Dr Laidlaw winced but then managed a smile. Alec recrossed his legs and regarded Laidlaw coldly.
‘My sister, Mrs Gilver,’ Tot went on, turning to me at last. He was grinning his wide grin but I was almost sure I could see a sheen of sweat on his high brow. ‘Can you believe she just worked right through the clanging? I had to go and fetch her. If that had been a real fire, Dot, we would both have been in trouble.’
‘I’m sorry, Thomas,’ she said. ‘I’ve apologised already. I had cotton wool in my ears.’
‘Is your study noisy?’ Alec asked, with an air of pitching in. ‘It’s nowhere near- I mean, there’s no source of any noise, surely? Foxes? Owls? I haven’t heard them.’
‘It helps me concentrate,’ she said. ‘When I’m writing. It gives me the sense of a cocoon, with everything shut out, you know.’
‘Oh, yes, we know,’ Tot said. He spoke lightly but from the way his sister shrank from his words he might have been grinding his teeth and glowering at her. ‘We know all about your tremendous feats of concentration.’ He turned again to take us all in. ‘Absent-minded professor. Like our father. Not me! I’m the black sheep that was never going to come to any good, isn’t that right, Dottie?’
I turned a little in my chair and looked hard at Hugh. How could he stand this odious person? How could he bear him, airing his family’s cruel little sayings that way?

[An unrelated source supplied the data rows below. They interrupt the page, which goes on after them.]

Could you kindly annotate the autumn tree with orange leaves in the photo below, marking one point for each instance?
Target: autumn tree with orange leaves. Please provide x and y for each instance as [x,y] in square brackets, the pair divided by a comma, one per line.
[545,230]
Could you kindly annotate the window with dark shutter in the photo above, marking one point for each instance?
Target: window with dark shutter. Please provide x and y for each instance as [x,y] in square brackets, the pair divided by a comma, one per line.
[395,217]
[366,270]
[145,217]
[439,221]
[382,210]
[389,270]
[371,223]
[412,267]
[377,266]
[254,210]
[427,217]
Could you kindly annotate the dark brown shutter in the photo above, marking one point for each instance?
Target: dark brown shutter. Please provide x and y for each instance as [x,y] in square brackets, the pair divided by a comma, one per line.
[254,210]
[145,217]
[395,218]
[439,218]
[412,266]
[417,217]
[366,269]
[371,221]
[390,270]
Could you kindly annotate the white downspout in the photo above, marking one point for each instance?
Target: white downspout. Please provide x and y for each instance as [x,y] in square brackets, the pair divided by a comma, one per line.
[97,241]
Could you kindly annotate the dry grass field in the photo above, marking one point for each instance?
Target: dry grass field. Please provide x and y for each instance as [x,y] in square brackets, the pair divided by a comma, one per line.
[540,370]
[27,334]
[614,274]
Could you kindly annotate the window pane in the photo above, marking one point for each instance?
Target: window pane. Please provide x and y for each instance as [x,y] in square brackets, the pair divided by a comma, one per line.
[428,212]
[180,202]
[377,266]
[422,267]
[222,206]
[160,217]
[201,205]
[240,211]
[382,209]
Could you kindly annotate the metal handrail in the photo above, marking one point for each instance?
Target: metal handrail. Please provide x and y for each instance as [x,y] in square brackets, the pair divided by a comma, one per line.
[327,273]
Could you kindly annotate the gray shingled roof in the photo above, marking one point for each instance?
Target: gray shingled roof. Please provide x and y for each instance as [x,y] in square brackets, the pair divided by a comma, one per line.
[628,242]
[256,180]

I was gratified to see Hugh assume the distant look he affects when trying simply to pretend that what is passing before him is not.
‘Still,’ Tot said. ‘It’s all good fun and what else is life for, eh?’
No one managed to summon a reply and so he spoke again.
‘Everyone settled? No thoughts of leaving? I’d be sorry to see you take off, old man. And if that business in the steam room is all squared away for your good lady…?’
In other words, I thought, Hugh was having his usual run of luck in the casino and Tot didn’t want my encounter with a ghost to cause him to cash his chips before the luck turned and the casino could win it all back again. I caught Alec’s eye and a thought passed between us. Had it been Tot who planted the toffees and told Mrs Cronin to make sure we saw them?
‘How are your sons, Mrs Gilver?’ said Dr Laidlaw, rather blurting it out to change the subject.
‘I’m very glad you asked,’ I said. I pointed over to where Donald and Teddy were lounging on the window seat. ‘Their posture is not what one would hope for, but they seem markedly improved. Thank you.’ I took a deep breath and plunged on before my nerve failed me. I had only just remembered an odd little moment Dr Laidlaw and I had shared that very first day and I wondered if alluding to it would shake something loose that might be useful. ‘Knowing that you – their doctor – are taking a close interest in their convalescence is most reassuring. We mothers, as I’m sure you know, are rather fierce on the subject of harm coming to our young. I think that almost more than any treatments they might undergo or not undergo it’s wonderful to think that they are in safe and caring hands and will not come to any harm here.’
Half of my audience shifted uncomfortably. Hugh was unsettled by this sickly display of sentiment as he would be by any. Alec was trying not to laugh; he knew exactly what the act had cost my dignity. I carried on regardless, for it was the other half I had in my sights and thus far I had only taken aim.
‘I blame my own mother, of course,’ I said. ‘And my nanny too. But I’m sure you won’t mind me asking.’ I simpered a little here, or tried to, and dared not look at Alec or Hugh. ‘I suppose you do drain and clean the plunging pool regularly, don’t you? You didn’t quite answer when I asked before, Dr Laidlaw, but surely you do.’